Question

An astronaut takes a ball of mass m from earth to space. He throws the ball into a circular orbit about earth at an altitude of \(318.5 \mathrm{~km}\). From earth's surface to the orbit, the change in total mechanical energy of the ball is \( x \frac{\mathrm{GM}_{e} \mathrm{~m}}{21 \mathrm{R}_{e}}\). The value of x is (take \(\mathrm{R}_{\mathrm{e}}=6370 \mathrm{~km}\)):

(1) 11

(2) 9

(3) 12

(4) 10

Answer 1

Correct option is : (1) 11 

\(\because \text { Total mechanical energy }=\frac{\mathrm{PE}}{2} \quad\left(\because \frac{\mathrm{R}_{\mathrm{e}}}{20}=318.5\right) \) 
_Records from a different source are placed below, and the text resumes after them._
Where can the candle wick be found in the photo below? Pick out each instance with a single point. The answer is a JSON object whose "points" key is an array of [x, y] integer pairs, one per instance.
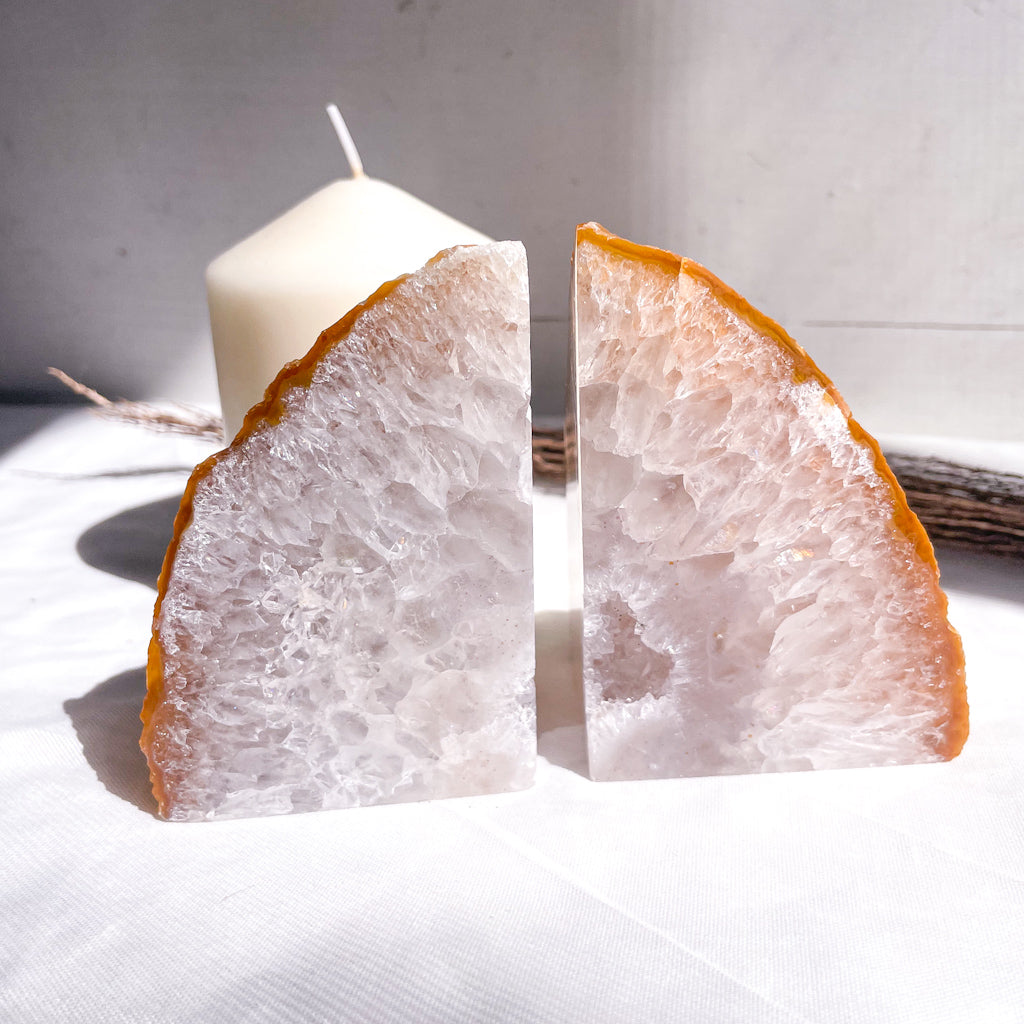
{"points": [[351, 154]]}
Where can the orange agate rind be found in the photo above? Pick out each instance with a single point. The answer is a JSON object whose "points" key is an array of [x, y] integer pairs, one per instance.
{"points": [[804, 368], [268, 412]]}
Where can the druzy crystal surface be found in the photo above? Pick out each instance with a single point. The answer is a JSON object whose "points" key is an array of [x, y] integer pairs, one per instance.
{"points": [[347, 619], [750, 602]]}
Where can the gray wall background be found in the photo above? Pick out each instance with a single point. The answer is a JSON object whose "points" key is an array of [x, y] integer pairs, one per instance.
{"points": [[853, 168]]}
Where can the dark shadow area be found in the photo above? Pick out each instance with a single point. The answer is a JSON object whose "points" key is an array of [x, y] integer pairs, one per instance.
{"points": [[131, 545], [974, 571], [559, 692], [18, 422], [108, 726]]}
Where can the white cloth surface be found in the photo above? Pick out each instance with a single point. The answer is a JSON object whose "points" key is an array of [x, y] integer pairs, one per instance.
{"points": [[864, 896]]}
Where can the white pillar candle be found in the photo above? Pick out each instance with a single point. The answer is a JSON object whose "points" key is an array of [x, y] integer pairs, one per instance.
{"points": [[272, 294]]}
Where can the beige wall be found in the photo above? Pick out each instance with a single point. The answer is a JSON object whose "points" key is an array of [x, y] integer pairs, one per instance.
{"points": [[853, 168]]}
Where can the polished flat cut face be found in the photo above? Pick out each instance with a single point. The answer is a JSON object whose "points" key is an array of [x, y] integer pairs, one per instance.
{"points": [[346, 612], [756, 595]]}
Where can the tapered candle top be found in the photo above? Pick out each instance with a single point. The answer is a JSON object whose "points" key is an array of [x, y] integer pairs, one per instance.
{"points": [[345, 137]]}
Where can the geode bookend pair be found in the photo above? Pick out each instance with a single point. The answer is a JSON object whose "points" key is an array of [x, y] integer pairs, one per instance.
{"points": [[345, 614]]}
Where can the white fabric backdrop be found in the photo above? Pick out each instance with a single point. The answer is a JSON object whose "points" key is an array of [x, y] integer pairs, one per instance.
{"points": [[873, 895]]}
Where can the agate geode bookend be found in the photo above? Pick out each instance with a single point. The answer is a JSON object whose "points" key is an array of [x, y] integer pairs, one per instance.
{"points": [[345, 612], [756, 594]]}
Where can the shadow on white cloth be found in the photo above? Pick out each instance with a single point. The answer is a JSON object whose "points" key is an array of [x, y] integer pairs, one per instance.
{"points": [[131, 545], [108, 726]]}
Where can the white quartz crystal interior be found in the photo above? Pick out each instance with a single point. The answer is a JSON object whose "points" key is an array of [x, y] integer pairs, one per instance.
{"points": [[348, 619], [749, 604]]}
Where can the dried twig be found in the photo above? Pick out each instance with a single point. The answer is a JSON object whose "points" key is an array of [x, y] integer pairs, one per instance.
{"points": [[175, 418], [958, 505]]}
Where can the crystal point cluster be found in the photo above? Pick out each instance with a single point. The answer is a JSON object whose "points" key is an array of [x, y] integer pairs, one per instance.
{"points": [[756, 596], [346, 615]]}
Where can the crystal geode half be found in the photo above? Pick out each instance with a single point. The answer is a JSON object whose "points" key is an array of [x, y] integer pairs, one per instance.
{"points": [[345, 612], [756, 594]]}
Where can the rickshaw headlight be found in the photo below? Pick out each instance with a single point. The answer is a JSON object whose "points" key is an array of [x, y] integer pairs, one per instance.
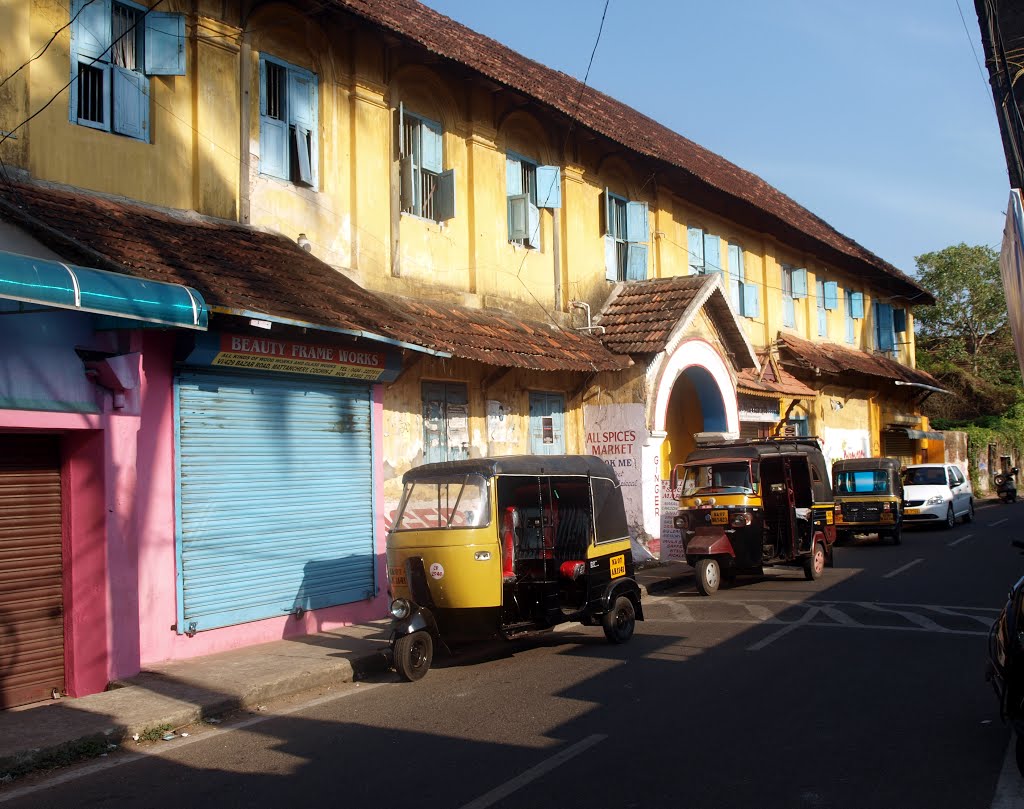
{"points": [[400, 608]]}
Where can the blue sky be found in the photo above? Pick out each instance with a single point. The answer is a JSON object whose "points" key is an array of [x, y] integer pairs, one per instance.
{"points": [[873, 115]]}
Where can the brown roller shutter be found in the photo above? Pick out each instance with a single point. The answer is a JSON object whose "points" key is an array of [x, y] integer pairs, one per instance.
{"points": [[31, 581]]}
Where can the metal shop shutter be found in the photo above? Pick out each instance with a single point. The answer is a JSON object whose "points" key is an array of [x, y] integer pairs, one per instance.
{"points": [[895, 444], [32, 665], [274, 491]]}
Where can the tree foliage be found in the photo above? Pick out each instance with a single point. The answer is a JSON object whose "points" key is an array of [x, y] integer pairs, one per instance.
{"points": [[965, 339]]}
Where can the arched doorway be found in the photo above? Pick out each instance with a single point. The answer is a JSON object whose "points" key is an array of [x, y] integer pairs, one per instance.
{"points": [[695, 405]]}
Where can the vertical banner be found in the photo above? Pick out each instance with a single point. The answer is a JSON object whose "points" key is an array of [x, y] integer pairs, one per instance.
{"points": [[616, 433], [672, 538]]}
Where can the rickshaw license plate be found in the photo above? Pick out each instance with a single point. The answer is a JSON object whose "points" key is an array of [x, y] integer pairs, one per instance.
{"points": [[616, 565]]}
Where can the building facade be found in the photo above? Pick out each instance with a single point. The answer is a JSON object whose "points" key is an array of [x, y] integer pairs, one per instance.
{"points": [[408, 244]]}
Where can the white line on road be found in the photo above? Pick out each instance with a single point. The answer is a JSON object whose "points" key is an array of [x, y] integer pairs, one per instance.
{"points": [[906, 566], [810, 613], [1010, 789], [520, 780]]}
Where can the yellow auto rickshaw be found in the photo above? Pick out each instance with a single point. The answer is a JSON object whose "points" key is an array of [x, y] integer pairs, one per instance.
{"points": [[497, 547], [744, 505]]}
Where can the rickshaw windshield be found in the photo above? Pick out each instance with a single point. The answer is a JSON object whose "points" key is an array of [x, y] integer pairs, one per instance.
{"points": [[863, 481], [443, 503], [720, 477]]}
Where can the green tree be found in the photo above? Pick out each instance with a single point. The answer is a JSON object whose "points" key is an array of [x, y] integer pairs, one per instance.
{"points": [[965, 340]]}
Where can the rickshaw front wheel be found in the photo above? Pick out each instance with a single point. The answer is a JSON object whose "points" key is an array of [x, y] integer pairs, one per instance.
{"points": [[815, 565], [620, 622], [413, 654], [709, 576]]}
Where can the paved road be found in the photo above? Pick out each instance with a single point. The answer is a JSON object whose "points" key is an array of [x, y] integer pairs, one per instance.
{"points": [[863, 689]]}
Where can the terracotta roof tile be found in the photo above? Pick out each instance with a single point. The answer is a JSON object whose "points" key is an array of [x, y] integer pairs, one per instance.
{"points": [[721, 185], [238, 267], [839, 360]]}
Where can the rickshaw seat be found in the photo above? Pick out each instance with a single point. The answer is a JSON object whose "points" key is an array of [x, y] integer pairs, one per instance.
{"points": [[572, 569]]}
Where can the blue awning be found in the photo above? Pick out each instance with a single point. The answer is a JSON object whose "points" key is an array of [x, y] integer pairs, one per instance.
{"points": [[69, 287]]}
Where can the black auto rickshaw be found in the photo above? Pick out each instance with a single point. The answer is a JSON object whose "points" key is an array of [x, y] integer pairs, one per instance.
{"points": [[748, 504], [497, 547], [868, 498]]}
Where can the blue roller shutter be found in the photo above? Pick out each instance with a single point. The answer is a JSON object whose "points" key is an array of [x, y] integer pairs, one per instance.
{"points": [[274, 497]]}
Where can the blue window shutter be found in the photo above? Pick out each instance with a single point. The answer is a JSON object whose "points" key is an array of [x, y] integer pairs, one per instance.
{"points": [[610, 258], [273, 156], [832, 295], [636, 223], [636, 261], [444, 196], [302, 98], [713, 254], [513, 177], [165, 44], [131, 103], [694, 237], [884, 327], [91, 33], [549, 186], [532, 225], [303, 148], [800, 283], [736, 270], [431, 143], [518, 216], [752, 301]]}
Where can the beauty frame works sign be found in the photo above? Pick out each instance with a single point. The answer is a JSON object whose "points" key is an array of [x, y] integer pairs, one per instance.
{"points": [[249, 352]]}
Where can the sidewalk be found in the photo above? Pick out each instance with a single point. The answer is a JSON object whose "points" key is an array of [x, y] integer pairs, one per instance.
{"points": [[180, 693]]}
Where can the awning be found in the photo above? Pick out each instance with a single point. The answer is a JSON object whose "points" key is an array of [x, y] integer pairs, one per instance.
{"points": [[916, 434], [69, 287]]}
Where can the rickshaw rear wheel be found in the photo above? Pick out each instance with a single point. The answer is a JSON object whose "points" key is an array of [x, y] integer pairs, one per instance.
{"points": [[413, 654], [709, 576], [815, 565], [620, 622]]}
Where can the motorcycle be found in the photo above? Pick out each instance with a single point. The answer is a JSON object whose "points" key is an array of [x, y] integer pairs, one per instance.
{"points": [[1006, 485], [1006, 662]]}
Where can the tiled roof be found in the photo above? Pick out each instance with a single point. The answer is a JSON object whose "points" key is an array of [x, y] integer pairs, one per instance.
{"points": [[641, 316], [839, 360], [245, 269], [770, 383], [721, 186], [497, 338]]}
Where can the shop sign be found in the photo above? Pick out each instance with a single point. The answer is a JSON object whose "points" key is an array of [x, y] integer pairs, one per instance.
{"points": [[268, 353]]}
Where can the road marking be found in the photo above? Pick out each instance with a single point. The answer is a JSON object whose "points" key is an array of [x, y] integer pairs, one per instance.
{"points": [[957, 542], [527, 776], [1010, 788], [906, 566], [810, 613], [912, 618], [131, 756]]}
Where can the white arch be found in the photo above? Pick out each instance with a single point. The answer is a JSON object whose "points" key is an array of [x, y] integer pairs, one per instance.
{"points": [[690, 353]]}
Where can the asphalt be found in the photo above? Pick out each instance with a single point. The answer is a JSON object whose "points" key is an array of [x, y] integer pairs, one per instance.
{"points": [[169, 696]]}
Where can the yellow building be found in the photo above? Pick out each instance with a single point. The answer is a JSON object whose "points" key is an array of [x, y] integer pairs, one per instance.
{"points": [[559, 272]]}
\( \text { ME on surface of earth }=\frac{-\mathrm{GM}_{\mathrm{e}} \mathrm{m}}{\mathrm{R}_{\mathrm{e}}}(\mathrm{KE} \text { on surface }=0) \)  

\( \text { ME at an altitude }=\frac{-\mathrm{GM}_{\mathrm{e}} \mathrm{m}}{2\left(\mathrm{R}_{\mathrm{e}}+\frac{\mathrm{R}_{\mathrm{e}}}{20}\right)}=-\frac{20 \mathrm{GM}_{\mathrm{e}} \mathrm{m}}{2 \times 21 \mathrm{R}_{\mathrm{e}}}\) 

\(=\frac{-10 \mathrm{Gm}_{\mathrm{e}} \mathrm{m}}{21 \mathrm{R}_{\mathrm{e}}}\)  

\(\text { Change in Total M.E. }=\mathrm{E}_{\mathrm{f}}-\mathrm{E}_{\mathrm{i}}\)  

\( =-\frac{10 \mathrm{GM}_{\mathrm{e}} \mathrm{m}}{21 \mathrm{R}_{\mathrm{e}}}+\frac{\mathrm{GM_e} \mathrm{m}}{\mathrm{Re}} \) 

\(=\frac{-10 \mathrm{GM}_{\mathrm{e}} \mathrm{m}\ +\ 21 \mathrm{GM}_{\mathrm{e}} \mathrm{m}}{21 \mathrm{R}_{\mathrm{e}}}=\frac{11 \mathrm{GM}_{\mathrm{e}} \mathrm{m}}{21 \mathrm{R}_{\mathrm{e}}}\)  

\(\mathrm{x}=11\)